The six idle teams represent 20% of MLB, which returned to much fanfare July 18 after pushing back the season on account of the global coronavirus pandemic.
But the league barely got past opening weekend before the first round of positive tests came out of the Marlins’ camp.
MLB revealed 29 positive tests across the league, a rate of 0.2%, for the week that ended Thursday. Apart from the Marlins, just eight positive tests remained from the other 29 teams, and only two involved major league players, the league said.
Miami’s season has been suspended for five games, but one source told the AP that at least one of the positive cases was revealed since the team suspended play.
Commissioner Rob Manfred spoke with players union leader Tony Clark about the importance of following league protocols to stem the spread of the virus, according to a report first issued by ESPN and later confirmed by the Associated Press, among others.
The conversations reportedly centered around what needs to be done to be able to finish the shortened season. Manfred told Clark that failure to adhere to various protocols could lead to the cancelation of the season, according to ESPN.
“Obviously, we saw the message.
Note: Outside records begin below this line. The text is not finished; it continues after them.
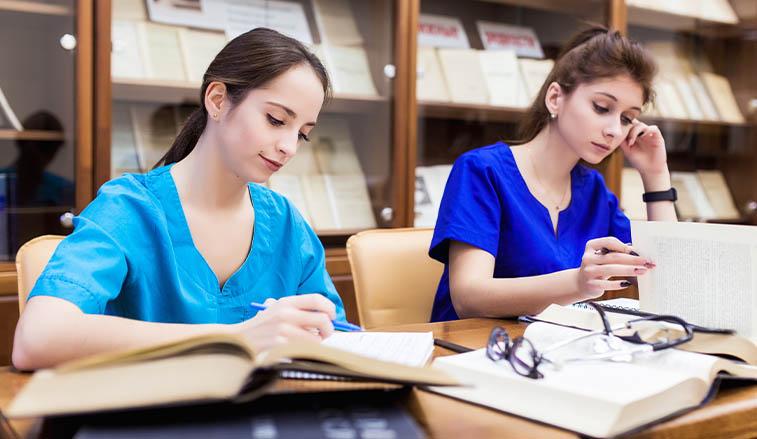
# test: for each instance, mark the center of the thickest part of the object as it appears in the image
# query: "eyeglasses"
(646, 334)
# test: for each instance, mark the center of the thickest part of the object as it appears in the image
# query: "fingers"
(609, 243)
(611, 270)
(312, 302)
(608, 285)
(641, 130)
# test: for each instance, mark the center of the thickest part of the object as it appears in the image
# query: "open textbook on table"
(594, 398)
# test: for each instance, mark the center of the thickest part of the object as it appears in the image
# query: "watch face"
(668, 195)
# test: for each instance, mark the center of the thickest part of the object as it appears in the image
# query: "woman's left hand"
(644, 148)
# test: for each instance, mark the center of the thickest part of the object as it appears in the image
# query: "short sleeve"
(87, 269)
(314, 278)
(470, 210)
(620, 226)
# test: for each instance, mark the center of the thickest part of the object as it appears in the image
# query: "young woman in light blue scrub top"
(184, 249)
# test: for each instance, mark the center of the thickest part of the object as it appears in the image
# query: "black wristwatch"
(668, 195)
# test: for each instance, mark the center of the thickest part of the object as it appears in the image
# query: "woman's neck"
(552, 158)
(204, 180)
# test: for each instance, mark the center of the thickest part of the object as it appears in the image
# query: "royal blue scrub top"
(131, 255)
(487, 204)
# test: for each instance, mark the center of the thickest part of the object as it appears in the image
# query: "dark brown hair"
(591, 54)
(248, 61)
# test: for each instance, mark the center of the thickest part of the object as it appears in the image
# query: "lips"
(601, 146)
(272, 165)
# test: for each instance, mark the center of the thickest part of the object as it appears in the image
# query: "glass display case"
(45, 130)
(705, 104)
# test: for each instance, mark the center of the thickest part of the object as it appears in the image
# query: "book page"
(125, 59)
(463, 76)
(321, 209)
(123, 152)
(332, 146)
(348, 194)
(286, 17)
(349, 69)
(722, 96)
(290, 186)
(715, 187)
(709, 112)
(336, 22)
(705, 273)
(502, 75)
(429, 83)
(159, 45)
(154, 131)
(199, 48)
(692, 202)
(534, 72)
(408, 348)
(128, 10)
(631, 193)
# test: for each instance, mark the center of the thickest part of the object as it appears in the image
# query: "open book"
(594, 398)
(196, 370)
(581, 316)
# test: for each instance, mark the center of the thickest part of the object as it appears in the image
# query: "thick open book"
(594, 398)
(197, 370)
(583, 317)
(705, 273)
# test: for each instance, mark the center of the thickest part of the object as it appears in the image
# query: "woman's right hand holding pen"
(605, 258)
(289, 318)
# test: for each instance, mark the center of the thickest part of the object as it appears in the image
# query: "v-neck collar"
(164, 187)
(564, 214)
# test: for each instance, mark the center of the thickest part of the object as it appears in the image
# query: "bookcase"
(123, 91)
(45, 130)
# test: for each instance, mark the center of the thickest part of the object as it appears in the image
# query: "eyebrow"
(616, 100)
(289, 111)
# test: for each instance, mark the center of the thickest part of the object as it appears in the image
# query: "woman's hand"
(305, 317)
(605, 258)
(644, 147)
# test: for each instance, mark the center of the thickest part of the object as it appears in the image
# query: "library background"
(92, 89)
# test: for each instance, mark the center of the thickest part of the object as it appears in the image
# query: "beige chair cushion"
(31, 259)
(395, 279)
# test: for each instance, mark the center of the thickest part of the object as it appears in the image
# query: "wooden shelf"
(50, 136)
(674, 22)
(571, 7)
(33, 7)
(177, 92)
(479, 113)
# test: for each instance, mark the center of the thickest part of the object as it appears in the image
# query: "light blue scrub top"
(132, 255)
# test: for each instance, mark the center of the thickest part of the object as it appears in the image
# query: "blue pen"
(339, 326)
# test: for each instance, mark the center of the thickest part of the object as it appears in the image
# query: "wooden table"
(733, 414)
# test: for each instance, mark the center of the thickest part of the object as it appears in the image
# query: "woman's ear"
(554, 99)
(215, 97)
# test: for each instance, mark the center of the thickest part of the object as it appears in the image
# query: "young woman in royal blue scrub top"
(521, 227)
(184, 249)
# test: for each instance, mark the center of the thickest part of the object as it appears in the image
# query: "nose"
(287, 145)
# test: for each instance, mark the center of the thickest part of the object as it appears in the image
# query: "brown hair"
(590, 55)
(248, 61)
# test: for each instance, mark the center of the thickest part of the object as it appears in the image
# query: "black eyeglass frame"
(657, 346)
(500, 335)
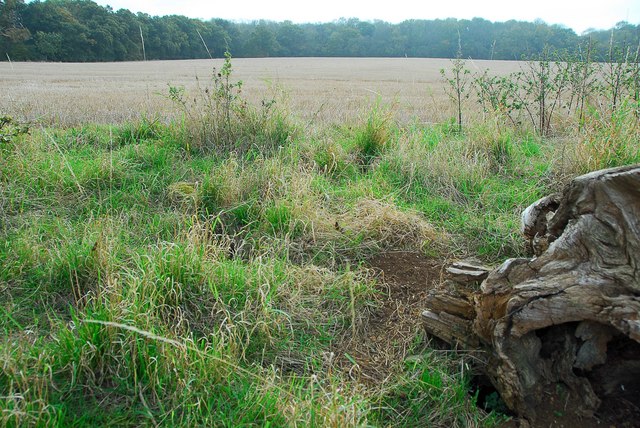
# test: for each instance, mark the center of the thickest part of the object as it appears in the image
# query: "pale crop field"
(316, 90)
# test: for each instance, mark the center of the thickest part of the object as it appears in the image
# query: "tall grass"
(205, 271)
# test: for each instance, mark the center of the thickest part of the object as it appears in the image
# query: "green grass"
(167, 274)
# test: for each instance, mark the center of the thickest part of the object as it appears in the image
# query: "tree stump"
(568, 317)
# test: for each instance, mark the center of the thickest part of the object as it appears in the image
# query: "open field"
(318, 89)
(228, 262)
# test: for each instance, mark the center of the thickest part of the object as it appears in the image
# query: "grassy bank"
(214, 270)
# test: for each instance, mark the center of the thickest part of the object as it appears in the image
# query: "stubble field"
(205, 257)
(319, 90)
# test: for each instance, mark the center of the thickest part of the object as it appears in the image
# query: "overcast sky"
(576, 14)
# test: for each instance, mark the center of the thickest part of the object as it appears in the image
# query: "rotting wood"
(561, 317)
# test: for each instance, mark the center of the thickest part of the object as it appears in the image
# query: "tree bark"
(563, 316)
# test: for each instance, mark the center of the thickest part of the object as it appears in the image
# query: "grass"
(149, 280)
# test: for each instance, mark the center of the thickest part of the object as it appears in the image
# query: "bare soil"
(405, 278)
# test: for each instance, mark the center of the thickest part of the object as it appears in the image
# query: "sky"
(578, 15)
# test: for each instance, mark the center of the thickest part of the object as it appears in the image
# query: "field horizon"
(319, 89)
(252, 246)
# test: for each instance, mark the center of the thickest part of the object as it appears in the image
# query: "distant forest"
(81, 30)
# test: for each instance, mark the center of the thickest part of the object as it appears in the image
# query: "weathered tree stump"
(569, 316)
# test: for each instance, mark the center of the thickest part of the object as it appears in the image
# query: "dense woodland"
(81, 30)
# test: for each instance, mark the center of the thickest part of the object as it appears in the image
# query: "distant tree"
(13, 34)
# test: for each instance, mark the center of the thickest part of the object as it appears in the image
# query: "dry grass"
(318, 90)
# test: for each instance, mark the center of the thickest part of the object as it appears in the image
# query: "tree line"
(81, 30)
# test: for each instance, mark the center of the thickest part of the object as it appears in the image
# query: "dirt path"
(406, 278)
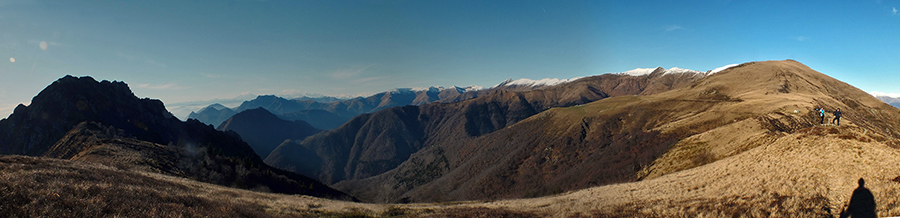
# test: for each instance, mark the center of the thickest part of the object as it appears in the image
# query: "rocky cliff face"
(80, 118)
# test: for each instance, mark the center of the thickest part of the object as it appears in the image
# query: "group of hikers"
(837, 116)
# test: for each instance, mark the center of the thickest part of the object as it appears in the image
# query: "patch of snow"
(429, 89)
(639, 71)
(536, 83)
(473, 88)
(679, 70)
(892, 95)
(400, 90)
(722, 68)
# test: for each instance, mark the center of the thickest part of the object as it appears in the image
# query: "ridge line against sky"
(186, 51)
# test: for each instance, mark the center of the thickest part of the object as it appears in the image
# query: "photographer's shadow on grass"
(862, 203)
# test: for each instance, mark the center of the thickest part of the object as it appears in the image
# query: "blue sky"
(191, 53)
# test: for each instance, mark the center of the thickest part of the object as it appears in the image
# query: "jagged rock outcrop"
(80, 118)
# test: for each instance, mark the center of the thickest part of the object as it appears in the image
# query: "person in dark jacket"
(862, 203)
(837, 117)
(821, 115)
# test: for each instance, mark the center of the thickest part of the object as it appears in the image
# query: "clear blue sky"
(191, 52)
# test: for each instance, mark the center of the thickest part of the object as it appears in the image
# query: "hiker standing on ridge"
(837, 117)
(821, 115)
They sent a memo. Just be more diligent, wear a mask in the dugout when you’re not playing, what we’ve thought to be the rules all along," Arizona Diamondbacks catcher Stephen Vogt said. “So it’s just like every other rule that MLB has for players — now it’s going to be enforced, so to speak. Just strongly encouraging.”
“Everything gets a little bit lax when you get in the game because the habits of what we’ve been doing our whole life takes over. When one of your teammates gets a big hit, you want to high-five them. You want to celebrate the way you’ve always done," he said. “And the last thing I want to do when I’m trying to play and do my job is be worried about COVID, but that’s the times we’re in right now.”
Baseball’s plan for a return to play included converted a lab in Utah, the Sports Medicine Research and Testing Laboratory in South Jordan, from its usual work that included testing for performance-enhancing drugs used by Minor League Baseball to coronavirus testing.
But the lab, which reportedly promised rapid turnarounds in testing, was also under intense scrutiny before the season began when tests were coming back after more than 72 hours in wait time for several preseason contests, according to the Washington Post. MLB contracted with a second lab at Rutgers University in July to help expedite the process.
All the while, MLB and SMRTL defended their testing program, despite mounting criticism and early difficulties that they blamed on shipping problems related to sending results back around holiday weekends.
“You couldn’t put a better protocol together,” Daniel Eichner, president and laboratory director at SMRTL, told the Post.
Still, baseball's coronavirus protocols are unraveling. And how much more time Major League Baseball has left this season is yet to be determined.